Tuesday, January 23, 2007

The Changing Face of Prague

BC, our man in Prague, sends this story about Prague 6’s plans to erect a Ronald Reagan memorial at a yet to be determined site. Prague 6’s Mayor Tomas Chalupa told the Prague Post:

“Reagan was ‘the most important personality that enabled the fall of communism” and is thus a key figure in Czech history.”

Prague is divided into administrative districts, somewhat like boroughs in the City, which are totally confusing to visitors. Prague 6 happens to border Letna Park the historic site of two notorious monuments. The Czechoslovakian Communists finished a gigantic statue of Stalin in 1955, two years after the dictator’s death. Following Khrushchev’s de-Stalinization campaign, the monument became an embarrassment to the local party, and was ultimately destroyed in 1962, leaving chunks of statue strewn throughout the park for years to come.

Years later, a vanity statue of Michael Jackson was erected on the same pedestal, alongside the giant metronome installed in 1991. The ironic monument was part of the successful efforts to lure Jackson and his ego to kick-off the 1996 HIStory tour in Prague.

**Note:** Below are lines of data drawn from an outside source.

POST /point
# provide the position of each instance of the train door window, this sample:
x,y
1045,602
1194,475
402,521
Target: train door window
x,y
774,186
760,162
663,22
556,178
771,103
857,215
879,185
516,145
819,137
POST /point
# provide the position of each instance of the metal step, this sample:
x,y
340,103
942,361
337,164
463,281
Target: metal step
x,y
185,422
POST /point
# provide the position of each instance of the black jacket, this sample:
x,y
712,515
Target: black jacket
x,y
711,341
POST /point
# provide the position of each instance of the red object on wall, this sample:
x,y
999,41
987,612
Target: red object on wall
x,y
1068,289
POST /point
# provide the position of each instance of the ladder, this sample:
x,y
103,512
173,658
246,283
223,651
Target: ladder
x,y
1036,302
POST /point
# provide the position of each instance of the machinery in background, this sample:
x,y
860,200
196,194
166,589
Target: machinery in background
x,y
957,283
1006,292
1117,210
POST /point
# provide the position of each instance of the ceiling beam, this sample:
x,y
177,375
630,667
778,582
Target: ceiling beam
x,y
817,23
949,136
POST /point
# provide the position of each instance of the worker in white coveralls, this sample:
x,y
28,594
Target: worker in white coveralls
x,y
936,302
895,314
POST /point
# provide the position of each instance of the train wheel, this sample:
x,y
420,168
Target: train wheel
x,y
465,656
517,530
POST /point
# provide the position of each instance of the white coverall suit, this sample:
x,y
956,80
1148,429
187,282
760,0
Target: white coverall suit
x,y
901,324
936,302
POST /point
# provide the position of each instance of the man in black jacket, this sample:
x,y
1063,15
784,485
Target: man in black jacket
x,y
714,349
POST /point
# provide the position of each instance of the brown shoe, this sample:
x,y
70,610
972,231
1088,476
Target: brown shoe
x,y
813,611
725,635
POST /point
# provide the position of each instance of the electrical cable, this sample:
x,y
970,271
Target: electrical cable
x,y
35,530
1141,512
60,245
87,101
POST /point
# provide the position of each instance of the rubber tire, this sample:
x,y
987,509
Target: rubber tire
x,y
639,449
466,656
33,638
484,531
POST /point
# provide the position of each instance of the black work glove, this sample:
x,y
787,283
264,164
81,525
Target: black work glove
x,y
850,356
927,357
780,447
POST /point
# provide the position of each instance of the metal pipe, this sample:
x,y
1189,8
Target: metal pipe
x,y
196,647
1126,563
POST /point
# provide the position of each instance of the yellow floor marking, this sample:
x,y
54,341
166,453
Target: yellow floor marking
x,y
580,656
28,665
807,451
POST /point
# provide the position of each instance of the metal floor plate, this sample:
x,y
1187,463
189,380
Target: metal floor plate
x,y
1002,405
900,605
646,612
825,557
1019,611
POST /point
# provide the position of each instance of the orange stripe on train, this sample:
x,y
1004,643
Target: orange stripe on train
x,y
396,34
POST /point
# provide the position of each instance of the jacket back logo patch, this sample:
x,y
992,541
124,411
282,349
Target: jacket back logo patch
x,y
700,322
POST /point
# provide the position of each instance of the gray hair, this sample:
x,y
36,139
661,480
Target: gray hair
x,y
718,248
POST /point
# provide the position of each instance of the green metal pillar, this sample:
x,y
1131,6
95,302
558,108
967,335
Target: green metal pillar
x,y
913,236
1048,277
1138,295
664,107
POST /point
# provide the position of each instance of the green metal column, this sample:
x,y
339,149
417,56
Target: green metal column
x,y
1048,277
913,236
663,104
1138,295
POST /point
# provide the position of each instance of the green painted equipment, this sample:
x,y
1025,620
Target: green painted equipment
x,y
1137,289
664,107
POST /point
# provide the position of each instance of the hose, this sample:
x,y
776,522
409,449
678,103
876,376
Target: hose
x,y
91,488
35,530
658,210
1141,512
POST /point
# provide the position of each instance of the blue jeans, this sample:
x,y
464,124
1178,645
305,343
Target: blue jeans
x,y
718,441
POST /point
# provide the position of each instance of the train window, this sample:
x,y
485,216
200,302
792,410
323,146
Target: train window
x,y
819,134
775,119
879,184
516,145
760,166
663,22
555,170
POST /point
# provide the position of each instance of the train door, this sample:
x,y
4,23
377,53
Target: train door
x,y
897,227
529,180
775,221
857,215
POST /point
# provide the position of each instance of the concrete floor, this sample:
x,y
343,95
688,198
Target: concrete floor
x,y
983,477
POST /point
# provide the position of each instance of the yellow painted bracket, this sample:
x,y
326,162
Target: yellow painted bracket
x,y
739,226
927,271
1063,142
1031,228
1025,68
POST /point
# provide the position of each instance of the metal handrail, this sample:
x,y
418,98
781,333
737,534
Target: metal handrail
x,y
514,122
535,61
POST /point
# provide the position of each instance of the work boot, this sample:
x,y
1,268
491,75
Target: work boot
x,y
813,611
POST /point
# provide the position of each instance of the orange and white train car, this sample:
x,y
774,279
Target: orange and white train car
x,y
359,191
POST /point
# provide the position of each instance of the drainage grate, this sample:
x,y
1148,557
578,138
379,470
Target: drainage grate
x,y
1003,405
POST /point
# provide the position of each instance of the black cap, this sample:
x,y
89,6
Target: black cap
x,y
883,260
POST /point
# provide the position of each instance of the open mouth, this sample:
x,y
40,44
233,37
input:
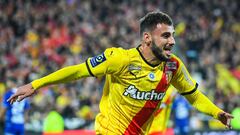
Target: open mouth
x,y
167,50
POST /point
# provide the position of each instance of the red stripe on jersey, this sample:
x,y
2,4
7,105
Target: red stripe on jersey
x,y
146,112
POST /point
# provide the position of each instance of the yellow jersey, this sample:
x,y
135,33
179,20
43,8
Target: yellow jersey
x,y
134,89
162,115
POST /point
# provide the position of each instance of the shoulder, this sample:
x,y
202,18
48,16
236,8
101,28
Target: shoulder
x,y
174,62
119,54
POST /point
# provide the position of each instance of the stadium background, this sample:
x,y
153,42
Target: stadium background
x,y
38,37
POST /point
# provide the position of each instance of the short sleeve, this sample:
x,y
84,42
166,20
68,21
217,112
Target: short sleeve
x,y
109,62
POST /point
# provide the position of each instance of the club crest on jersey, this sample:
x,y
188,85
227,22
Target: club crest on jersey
x,y
151,76
168,76
134,93
171,65
97,60
132,67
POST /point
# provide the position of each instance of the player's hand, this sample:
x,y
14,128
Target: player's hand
x,y
225,118
22,92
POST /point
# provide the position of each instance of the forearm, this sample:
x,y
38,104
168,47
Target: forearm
x,y
63,75
203,104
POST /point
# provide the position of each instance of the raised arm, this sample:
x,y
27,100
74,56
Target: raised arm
x,y
63,75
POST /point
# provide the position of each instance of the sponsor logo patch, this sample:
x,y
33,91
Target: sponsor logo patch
x,y
134,93
97,60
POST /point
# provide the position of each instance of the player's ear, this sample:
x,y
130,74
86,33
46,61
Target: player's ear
x,y
147,38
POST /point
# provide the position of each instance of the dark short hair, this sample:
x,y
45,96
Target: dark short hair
x,y
150,21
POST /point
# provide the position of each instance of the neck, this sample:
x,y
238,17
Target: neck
x,y
146,52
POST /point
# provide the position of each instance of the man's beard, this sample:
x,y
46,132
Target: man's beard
x,y
158,52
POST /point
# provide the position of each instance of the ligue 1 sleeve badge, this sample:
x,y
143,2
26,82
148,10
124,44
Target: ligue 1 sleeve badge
x,y
151,76
97,60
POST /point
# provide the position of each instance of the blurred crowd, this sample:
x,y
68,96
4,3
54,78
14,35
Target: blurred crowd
x,y
38,37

Prague is a beautiful city filled with impressive monuments, but its Twentieth Century statuary was a mixed bag. The Stalin monument was conceived to curry favor with a tyrant. The Jackson statue came during the ironic go-go years of the “Wild East.” A Reagan memorial comes after adequate time for reflection, and would age much more gracefully than its predecessors in Letna Park.